Aucun impact sur les réservations
A quelques jours de l'été, le carnet de réservations est pourtant bien rempli. Que ce soit dans les campings, les restaurants ou sur les bases nautiques, on se félicite de voir revenir une clientèle qui aura boudé, pendant deux années de Covid, certaines destinations hexagonales.
"On a un peu plus d’étrangers, cette année, avec un peu plus d’Allemands de Suédois" lâche un des responsables de centre de loisirs. Pour cette employée d'un camping à deux pas de l'eau, cet aspect environnemental "n’a aucun impact au niveau des réservations, cela va dépendre de l’affluence, mais pour nous, cela commence à déjà être bien rempli."

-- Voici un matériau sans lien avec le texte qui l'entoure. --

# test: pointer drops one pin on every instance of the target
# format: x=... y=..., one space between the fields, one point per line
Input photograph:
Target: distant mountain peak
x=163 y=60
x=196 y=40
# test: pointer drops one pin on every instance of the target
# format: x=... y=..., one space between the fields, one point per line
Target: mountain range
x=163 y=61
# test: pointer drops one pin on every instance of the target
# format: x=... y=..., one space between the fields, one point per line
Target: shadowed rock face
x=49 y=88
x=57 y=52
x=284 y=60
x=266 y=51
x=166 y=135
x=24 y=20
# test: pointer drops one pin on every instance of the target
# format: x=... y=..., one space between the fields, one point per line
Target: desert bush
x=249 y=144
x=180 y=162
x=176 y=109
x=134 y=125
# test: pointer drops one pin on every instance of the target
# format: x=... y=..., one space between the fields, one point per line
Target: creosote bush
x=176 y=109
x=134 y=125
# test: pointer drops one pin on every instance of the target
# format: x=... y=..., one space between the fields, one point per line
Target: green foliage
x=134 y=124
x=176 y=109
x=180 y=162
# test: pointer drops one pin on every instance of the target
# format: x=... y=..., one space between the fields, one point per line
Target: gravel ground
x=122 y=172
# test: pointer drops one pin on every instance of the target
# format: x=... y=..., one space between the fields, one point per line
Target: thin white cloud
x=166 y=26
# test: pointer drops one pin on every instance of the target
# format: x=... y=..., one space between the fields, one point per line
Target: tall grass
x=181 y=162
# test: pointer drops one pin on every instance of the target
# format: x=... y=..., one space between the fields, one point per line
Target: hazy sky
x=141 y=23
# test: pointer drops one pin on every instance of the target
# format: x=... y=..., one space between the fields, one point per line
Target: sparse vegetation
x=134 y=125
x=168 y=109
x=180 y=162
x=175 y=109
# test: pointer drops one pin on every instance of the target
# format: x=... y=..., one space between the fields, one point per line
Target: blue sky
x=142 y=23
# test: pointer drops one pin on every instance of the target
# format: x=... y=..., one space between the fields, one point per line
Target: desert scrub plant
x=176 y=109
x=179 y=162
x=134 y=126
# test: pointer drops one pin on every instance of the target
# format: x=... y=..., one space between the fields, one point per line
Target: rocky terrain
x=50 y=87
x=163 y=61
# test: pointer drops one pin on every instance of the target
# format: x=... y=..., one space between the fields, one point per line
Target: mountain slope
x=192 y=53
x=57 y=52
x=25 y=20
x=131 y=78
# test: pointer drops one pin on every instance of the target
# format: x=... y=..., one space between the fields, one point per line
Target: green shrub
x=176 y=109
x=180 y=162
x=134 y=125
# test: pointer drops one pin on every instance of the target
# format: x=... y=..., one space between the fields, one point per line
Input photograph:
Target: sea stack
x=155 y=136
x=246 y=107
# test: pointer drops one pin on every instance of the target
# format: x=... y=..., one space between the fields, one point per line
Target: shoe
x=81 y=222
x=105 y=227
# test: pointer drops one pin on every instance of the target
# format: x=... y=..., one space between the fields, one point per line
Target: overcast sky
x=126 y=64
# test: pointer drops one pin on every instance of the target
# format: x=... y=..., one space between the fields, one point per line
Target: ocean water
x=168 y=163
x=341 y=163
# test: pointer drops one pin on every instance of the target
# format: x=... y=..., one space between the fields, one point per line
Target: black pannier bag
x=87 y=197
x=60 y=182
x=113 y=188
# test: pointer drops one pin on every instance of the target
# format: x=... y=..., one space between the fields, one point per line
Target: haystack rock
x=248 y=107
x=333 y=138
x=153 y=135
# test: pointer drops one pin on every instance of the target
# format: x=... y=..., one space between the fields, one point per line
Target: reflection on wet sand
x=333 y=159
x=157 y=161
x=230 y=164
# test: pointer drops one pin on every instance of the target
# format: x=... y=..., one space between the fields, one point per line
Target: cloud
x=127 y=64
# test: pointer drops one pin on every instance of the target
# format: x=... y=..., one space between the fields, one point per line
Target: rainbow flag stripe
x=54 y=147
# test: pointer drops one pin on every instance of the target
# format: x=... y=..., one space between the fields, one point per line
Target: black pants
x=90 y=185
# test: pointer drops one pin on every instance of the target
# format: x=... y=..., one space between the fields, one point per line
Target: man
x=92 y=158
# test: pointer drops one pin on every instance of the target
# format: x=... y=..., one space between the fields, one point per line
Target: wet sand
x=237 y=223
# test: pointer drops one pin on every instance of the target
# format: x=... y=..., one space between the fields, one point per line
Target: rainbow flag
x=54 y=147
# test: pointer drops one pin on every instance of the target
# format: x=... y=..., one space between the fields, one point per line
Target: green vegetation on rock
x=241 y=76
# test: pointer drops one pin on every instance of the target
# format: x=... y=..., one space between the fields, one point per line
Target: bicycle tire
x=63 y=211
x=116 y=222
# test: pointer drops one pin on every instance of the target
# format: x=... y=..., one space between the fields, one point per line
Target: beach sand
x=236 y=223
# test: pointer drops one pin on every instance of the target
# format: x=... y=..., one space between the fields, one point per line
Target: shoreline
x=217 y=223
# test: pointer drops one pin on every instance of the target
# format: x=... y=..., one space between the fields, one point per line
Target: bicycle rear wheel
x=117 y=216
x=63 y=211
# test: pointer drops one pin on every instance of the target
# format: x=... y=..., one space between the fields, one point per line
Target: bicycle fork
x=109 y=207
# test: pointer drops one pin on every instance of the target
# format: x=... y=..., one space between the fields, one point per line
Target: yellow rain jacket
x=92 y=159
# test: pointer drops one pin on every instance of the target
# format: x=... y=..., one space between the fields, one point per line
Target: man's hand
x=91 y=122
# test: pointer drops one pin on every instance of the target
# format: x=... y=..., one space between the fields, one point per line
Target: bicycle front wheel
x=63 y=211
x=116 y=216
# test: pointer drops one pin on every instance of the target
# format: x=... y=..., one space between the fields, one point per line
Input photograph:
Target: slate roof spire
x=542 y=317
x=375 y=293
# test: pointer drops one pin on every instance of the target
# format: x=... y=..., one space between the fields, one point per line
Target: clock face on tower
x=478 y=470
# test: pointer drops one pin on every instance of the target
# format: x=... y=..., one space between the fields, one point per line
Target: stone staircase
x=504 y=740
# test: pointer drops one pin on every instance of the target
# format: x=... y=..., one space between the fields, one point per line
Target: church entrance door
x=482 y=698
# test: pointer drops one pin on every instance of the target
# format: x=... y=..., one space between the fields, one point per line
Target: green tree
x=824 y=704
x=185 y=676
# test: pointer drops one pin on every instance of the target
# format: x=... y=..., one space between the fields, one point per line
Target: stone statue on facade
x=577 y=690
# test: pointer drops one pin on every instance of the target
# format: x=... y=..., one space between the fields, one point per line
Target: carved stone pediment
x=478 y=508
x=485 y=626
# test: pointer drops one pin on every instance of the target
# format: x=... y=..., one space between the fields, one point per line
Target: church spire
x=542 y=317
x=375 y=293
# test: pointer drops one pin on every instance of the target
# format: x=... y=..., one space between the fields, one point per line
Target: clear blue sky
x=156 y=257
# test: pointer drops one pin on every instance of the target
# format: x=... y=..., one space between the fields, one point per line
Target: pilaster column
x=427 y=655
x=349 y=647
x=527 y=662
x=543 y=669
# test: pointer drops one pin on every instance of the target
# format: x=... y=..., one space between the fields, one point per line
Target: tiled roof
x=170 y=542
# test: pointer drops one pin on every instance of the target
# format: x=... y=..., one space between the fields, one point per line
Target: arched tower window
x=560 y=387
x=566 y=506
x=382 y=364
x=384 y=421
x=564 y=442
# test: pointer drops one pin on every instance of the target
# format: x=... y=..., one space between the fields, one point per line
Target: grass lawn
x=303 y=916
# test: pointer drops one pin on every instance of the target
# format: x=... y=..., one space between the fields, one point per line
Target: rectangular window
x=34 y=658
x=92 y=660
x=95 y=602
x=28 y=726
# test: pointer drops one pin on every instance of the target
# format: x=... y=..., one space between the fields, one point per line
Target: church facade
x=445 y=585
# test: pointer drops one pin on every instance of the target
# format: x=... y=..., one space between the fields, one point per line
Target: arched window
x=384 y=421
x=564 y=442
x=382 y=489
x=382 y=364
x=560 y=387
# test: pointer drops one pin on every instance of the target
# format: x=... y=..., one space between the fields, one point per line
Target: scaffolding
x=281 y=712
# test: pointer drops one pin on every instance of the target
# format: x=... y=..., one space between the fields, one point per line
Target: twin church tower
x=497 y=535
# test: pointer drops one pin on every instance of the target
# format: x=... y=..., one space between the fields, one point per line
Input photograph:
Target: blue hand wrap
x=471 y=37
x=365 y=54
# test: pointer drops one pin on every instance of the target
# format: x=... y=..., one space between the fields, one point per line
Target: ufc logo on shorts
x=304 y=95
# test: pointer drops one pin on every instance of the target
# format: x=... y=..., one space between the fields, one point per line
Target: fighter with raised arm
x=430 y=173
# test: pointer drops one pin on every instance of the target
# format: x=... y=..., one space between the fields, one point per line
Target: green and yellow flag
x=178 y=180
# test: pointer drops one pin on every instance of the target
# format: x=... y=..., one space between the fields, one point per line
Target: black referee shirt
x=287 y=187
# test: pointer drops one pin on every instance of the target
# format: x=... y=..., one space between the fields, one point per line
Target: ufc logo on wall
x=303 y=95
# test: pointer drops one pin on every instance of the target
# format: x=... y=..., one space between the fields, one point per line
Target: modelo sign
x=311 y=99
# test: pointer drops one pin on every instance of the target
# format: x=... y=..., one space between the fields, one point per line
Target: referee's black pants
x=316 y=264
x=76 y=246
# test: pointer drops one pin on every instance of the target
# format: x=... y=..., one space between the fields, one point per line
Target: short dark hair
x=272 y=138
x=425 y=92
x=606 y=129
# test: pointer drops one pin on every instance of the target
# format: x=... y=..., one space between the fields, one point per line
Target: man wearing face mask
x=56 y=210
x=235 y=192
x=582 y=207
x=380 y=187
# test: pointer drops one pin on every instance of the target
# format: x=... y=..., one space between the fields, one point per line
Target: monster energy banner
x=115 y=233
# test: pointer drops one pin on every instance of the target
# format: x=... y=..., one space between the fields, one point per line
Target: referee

D'autres y voit un léger avantage : "il y aura plus de plages pour accoster pour nos clients."
Le bas des gorges un peu plus épargné
Nicolas Soulle côtoie ces reliefs chaque saison, depuis des années. Pour lui, la problématique du manque d'eau n'a pas encore révélé l'ensemble des difficultés à venir. Pour l'instant, il en est presque épargné, mais pour encore combien de temps?
"Nous sommes dans les basses gorges du Verdon, et normalement ici, il y a toujours 15 à 20 mètres de fond, on est tout en bas, donc on n’est pas vraiment impacté. Normalement, avec EDF, on est obligés d’avoir une 'côte touristique', comme ils l’appellent, pour que l’on puisse travailler. C’est à dire qu’ils doivent nous maintenir un niveau d’eau assez haut pour que l’on puisse sortir les bateaux du ponton."
A proximité du barrage, sa base nautique sur les bord du lac de Quinson, à Montmeyan plage, est l'une des plus conséquentes des environs : "On est une grosse base nautique, on a une centaine de canoés, 46 bateaux et 23 pédalos."
C'est surtout le "hors saison" qui l'inquiète, lui qui a du prendre des dispositions à l'hiver pour pouvoir travailler normalement, une fois les beaux jours revenus : "Tous les 5 ans, et cet hiver heureusement nous l’avons fait, nous faisons draguer le lac, une équipe vient de Bretagne qui est obligée de venir évaser les abords du ponton, sinon, on ne peut plus travailler. Heureusement qu’on l’a fait cet hiver, sinon on aurait pas pu travailler en avril, le niveau était bien trop bas. Il aurait fallu attendre que les turbines du barrage soient mises en route."
Le hors saison, c’est un peu compliqué pour nous, pour sortir les bateaux et les rentrer, avec le manque d’eau, ça nous gêne vraiment.
Nicolas SoulleGérant d'une base nautique
Nicolas Soulle croise les doigts pour voir arriver sur ces terres des pluies abondantes dans les mois à venir. "En septembre, à moins qu’il y ait de la pluie en abondance, mais ce n’est pas prévu, je pense que l’on va être vraiment par terre. On se pose des questions si on va réussir à travailler en septembre." explique t-il.
Les vacances n'ont déjà pas commencé que tous pensent déjà à la rentrée.